Through the fog Jared did something we should have done the night before – Googled: “Lamont Dozier scam.” And sure enough, the search results included warnings from the SFPD on the con man impersonating a Motown legend. Posts on SF blogs titled: “This Man is Not a Motown Celebrity” and “Don’t be fooled by Oakland’s Alan Young – Here’s a Guide to the Motown Stars He Impersonates” and “Wait a minute mister con man“…pages and pages of it. Personal stories of others about a man (from Oakland) named Alan Young who is a clever con man who convinces people and business owners to give him free drinks, hotel rooms and wine and dine him.

We learned that “Alan” is in his late 50s, BTW – he’s not 71. And he’s been conning people since at least 2002.

With dread I slowly looked in my messenger bag – and my iPad was gone. We also remembered that “Lamont” was last seen with Jared’s iPhone.

We’d been had.

I guess it could have been worse. Something really, really bad could have happened to my friend and I – we lost an iPhone and an iPad, but nothing else. And it was testament to the man’s powers of persuasion that I wasn’t angry at him and that I still felt that he was probably a good dude all things considered.

The lowest point was that morning going to the airport, desperately hung over (or still drunk) and hoping to get a flight home for my son’s birthday and thinking how ridiculous it was that I thought that I would be taking a private plane, with a Motown legend, who was going to pick up Smokey Robinson.

And having to call my wife and tell her I may or may not be able to catch an early flight was one of the worst moments of my life.

Luckily, I ended up getting the last seat on an 8 O’Clock flight home and somehow managed to make it to Disneyland for my son’s birthday by 11am. And though I ultimately gained a pretty interesting story, I lost a bit more of the trust I have in people. And my iPad, of course.
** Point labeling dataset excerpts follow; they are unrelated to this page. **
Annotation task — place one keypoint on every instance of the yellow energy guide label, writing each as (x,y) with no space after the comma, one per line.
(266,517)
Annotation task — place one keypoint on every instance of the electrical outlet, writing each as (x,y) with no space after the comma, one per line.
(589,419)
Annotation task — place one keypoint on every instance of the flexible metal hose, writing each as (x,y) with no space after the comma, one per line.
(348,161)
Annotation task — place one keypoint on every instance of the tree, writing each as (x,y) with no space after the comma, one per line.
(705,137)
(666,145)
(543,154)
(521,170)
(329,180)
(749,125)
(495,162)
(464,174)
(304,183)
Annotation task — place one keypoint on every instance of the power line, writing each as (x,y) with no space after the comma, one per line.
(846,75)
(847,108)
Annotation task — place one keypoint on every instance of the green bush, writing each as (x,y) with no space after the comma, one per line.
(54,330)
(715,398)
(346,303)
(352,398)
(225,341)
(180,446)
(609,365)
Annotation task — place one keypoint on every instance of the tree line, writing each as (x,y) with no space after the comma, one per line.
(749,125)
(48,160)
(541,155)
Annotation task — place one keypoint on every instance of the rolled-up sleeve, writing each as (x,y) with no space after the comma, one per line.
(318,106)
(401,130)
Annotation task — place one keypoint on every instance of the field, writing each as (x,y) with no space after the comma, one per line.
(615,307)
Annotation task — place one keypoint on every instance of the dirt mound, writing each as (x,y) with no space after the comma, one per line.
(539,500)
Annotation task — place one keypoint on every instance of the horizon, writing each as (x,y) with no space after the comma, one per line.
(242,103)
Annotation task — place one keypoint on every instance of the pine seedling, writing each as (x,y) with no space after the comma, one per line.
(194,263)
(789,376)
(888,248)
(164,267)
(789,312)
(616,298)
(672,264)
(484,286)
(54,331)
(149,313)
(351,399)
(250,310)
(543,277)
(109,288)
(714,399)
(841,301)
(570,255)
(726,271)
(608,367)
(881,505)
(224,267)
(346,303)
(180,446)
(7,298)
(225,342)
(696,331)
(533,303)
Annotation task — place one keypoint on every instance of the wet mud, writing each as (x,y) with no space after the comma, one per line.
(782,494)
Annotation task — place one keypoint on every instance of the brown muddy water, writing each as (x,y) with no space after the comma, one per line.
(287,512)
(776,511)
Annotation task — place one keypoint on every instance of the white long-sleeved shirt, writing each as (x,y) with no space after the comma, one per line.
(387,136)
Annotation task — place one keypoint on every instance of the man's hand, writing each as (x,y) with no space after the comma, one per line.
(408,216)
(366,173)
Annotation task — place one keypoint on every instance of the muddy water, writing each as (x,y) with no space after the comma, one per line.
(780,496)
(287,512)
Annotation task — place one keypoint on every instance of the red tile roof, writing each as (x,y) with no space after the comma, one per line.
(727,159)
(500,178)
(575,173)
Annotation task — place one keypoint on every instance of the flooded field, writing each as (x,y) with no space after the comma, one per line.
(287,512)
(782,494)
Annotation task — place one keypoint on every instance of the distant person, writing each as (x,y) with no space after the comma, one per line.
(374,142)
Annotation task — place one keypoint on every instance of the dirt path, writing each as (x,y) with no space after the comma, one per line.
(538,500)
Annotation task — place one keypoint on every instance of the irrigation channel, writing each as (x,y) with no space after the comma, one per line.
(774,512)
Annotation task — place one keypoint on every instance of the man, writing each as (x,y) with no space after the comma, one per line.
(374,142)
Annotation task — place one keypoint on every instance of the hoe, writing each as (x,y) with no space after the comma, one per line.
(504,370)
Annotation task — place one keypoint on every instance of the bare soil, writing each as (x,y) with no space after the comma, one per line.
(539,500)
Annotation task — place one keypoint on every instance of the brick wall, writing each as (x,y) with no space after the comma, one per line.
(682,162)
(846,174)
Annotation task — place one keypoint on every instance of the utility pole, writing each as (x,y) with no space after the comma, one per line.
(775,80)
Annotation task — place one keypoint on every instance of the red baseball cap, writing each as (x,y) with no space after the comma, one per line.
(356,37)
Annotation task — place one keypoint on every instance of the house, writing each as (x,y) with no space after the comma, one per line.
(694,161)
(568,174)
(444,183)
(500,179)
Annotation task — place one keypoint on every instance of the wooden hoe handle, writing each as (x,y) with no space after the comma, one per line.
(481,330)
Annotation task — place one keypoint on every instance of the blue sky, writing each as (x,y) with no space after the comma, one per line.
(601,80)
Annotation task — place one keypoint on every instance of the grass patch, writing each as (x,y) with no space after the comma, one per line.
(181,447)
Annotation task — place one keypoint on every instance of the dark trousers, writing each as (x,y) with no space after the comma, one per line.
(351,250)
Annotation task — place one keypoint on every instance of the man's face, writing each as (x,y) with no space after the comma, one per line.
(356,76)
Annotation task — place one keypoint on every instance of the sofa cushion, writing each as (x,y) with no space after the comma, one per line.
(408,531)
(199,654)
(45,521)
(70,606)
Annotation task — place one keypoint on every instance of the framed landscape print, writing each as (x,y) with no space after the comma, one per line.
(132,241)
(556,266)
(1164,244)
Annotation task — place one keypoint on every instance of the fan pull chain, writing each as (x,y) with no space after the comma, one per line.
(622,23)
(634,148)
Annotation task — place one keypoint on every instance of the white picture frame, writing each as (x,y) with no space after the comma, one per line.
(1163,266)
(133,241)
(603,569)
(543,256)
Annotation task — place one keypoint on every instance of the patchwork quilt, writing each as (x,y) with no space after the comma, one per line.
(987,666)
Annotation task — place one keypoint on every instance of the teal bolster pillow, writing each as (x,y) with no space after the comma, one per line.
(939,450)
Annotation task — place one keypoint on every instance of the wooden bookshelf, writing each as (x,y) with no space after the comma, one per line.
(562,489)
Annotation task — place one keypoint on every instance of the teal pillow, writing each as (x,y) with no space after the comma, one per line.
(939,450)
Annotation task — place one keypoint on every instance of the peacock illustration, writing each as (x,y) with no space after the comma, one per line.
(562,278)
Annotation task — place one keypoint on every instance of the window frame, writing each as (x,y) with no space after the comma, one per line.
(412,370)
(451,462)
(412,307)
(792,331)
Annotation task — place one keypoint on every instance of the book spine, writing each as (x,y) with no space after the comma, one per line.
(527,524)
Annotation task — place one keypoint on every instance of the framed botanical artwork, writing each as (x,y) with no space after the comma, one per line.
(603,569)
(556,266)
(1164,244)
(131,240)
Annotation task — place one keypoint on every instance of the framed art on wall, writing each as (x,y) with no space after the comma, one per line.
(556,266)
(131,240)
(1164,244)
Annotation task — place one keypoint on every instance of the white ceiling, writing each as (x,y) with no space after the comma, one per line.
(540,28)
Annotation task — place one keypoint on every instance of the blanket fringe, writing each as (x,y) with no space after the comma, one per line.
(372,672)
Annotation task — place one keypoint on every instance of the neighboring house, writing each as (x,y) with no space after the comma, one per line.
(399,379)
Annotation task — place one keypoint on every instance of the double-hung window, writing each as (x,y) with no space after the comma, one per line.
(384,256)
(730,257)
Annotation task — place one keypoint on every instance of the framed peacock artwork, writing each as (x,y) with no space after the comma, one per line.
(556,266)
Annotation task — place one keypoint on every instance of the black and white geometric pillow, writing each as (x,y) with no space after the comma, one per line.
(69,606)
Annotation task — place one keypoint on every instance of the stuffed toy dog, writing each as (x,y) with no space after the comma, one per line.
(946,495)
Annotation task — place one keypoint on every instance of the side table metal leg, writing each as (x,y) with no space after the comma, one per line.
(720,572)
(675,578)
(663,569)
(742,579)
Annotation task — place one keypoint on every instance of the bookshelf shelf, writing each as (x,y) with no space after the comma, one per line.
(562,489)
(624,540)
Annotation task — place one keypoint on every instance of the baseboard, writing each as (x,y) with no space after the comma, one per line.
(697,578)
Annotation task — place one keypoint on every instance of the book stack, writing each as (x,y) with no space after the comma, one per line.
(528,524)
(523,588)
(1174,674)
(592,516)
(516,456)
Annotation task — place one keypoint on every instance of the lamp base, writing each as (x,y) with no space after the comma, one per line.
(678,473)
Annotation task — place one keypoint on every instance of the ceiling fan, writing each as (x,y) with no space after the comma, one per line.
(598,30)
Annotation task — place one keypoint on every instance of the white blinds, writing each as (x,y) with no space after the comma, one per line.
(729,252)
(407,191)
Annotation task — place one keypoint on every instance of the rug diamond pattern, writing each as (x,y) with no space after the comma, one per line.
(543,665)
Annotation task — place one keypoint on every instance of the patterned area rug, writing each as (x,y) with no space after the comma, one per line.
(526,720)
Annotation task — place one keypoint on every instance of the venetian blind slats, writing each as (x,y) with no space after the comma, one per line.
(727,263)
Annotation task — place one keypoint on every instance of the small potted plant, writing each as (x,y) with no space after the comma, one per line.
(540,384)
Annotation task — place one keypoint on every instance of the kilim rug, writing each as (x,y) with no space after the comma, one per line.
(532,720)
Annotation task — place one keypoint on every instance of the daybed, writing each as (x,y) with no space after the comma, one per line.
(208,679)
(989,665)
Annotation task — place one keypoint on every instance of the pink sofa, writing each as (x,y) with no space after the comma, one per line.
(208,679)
It all seemed so real. Explaining it and writing it down doesn’t do justice to the details (people were getting his autograph!) and the stories. But this wasn’t just some common con man – this was a true Confidence Man. And I was drinking. And I wanted it to be real.

Which I guess made me the perfect mark.

[Postscript: A few months later “Alan” was arrested for a similar incident. So at the very least gullible morons like myself who think people are going to take them on planes to pick up Smokey Robinson are once again safe to drink too much in downtown San Francisco.]